Lifeguards rescued more than 400 swimmers at L.A. County beaches on Tuesday, including 18 in a “blitz” rescue off Venice Beach, as the region was hit by a combination of high surf and strong rip currents.
The blitz rescue occurred Tuesday afternoon after dangerous rip currents rolled into the area, catching many swimmers and surfers in the ocean off guard.
“Within minutes of seeing that, the lifeguards kind of went on high alert and all of a sudden there was probably 10 to 15 lifeguards in the water in two rescue boats,” a witness who took photos of the multi-person rescue told KTLA during a phone interview.
Describing the scene as "chaotic," he added it was quite a sight to see the lifeguards risking their lives to save others.
“It was really incredible to see them," the witness said. "There were three people attached to … one lifeguard."
Later that day, the Los Angeles County Lifeguards Twitter account tweeted that strong rip currents were expected to continue through Friday, prompting officials to warn swimmers to stay near an open lifeguard tower.
Lifeguards believe more people will head to the beaches in the coming days to escape the sweltering heat and humid conditions that are forecast to hit Southern California.
They expect the combination of more beachgoers and the threat of rip currents will mean even more rescues the remainder of the week.
“Probably similar to today, this was a busy day, and we’re expecting – because of the warm weather and continuing south swell – we’re expecting same kind of activity, and our beaches are completely fully staffed,” lifeguard Lydia Barillas said.

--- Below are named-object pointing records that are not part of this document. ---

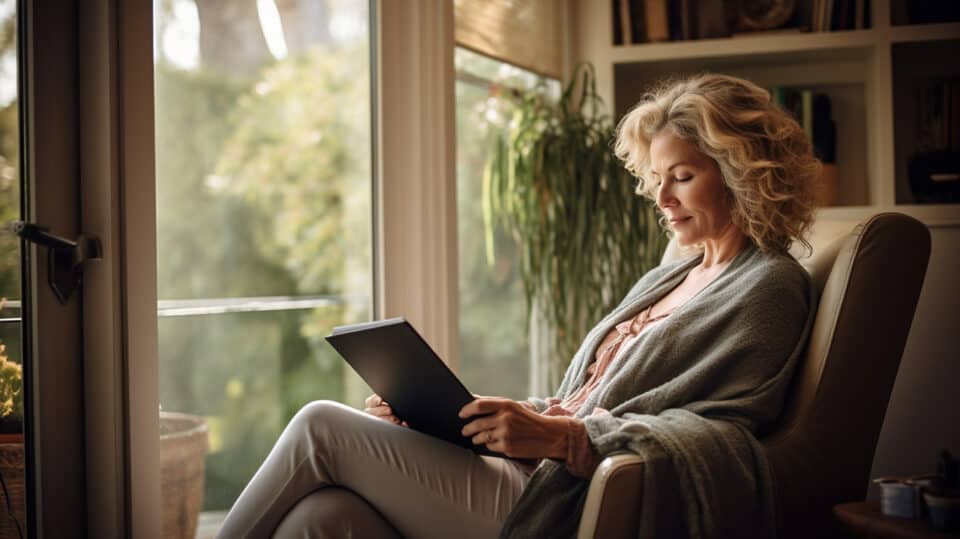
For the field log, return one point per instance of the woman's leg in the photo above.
(335, 513)
(423, 486)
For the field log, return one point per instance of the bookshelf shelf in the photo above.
(871, 76)
(746, 45)
(924, 32)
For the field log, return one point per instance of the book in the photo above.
(626, 23)
(656, 16)
(399, 365)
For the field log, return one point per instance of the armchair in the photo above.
(822, 448)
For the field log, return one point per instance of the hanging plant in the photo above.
(554, 183)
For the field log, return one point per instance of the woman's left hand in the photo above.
(508, 427)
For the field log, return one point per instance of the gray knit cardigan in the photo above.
(689, 395)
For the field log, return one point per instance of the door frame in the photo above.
(53, 375)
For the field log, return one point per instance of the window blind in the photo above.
(525, 33)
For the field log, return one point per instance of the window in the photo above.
(263, 152)
(494, 347)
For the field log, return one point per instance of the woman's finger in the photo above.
(373, 401)
(479, 425)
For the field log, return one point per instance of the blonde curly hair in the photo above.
(765, 158)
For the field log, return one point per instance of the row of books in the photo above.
(832, 15)
(938, 116)
(649, 21)
(813, 112)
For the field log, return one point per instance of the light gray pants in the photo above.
(338, 472)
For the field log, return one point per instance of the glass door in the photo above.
(263, 231)
(12, 459)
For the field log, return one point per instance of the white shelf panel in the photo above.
(743, 46)
(925, 32)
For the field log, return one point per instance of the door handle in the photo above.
(65, 258)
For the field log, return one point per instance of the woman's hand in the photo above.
(379, 408)
(511, 428)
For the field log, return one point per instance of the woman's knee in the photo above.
(321, 413)
(334, 512)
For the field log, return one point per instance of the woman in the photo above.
(684, 371)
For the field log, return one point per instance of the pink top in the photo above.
(581, 458)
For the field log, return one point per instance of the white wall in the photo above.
(924, 412)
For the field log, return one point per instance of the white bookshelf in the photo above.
(855, 68)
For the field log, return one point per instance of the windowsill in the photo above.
(209, 524)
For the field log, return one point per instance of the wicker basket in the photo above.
(183, 451)
(11, 466)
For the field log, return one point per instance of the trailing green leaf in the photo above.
(584, 236)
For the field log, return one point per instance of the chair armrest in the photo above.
(616, 489)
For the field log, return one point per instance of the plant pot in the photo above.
(183, 451)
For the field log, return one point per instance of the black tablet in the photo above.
(399, 365)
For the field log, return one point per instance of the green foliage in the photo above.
(11, 389)
(584, 237)
(262, 186)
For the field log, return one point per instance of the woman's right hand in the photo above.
(379, 408)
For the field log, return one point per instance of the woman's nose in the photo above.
(664, 196)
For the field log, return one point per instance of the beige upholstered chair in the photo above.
(822, 448)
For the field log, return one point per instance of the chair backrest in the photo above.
(822, 449)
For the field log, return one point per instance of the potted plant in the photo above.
(11, 399)
(183, 453)
(584, 236)
(11, 443)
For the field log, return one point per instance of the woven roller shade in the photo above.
(525, 33)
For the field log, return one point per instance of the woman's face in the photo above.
(690, 190)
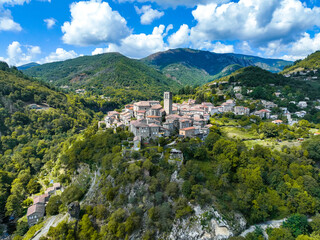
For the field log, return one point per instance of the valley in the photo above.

She offered some advice to those looking to swim at local beaches amid the dangerous conditions.
"Please swim in front of an open lifeguard, and ask questions, ask the lifeguard where the hazards are, where it's safe to swim. And use your best judgement, and stay off any rocks and jetties," Barillas said.
The National Weather Service San Diego -- which also covers the Orange County area -- has warned of dangerous rip currents and elevated surf through Wednesday evening at some Southern California beaches.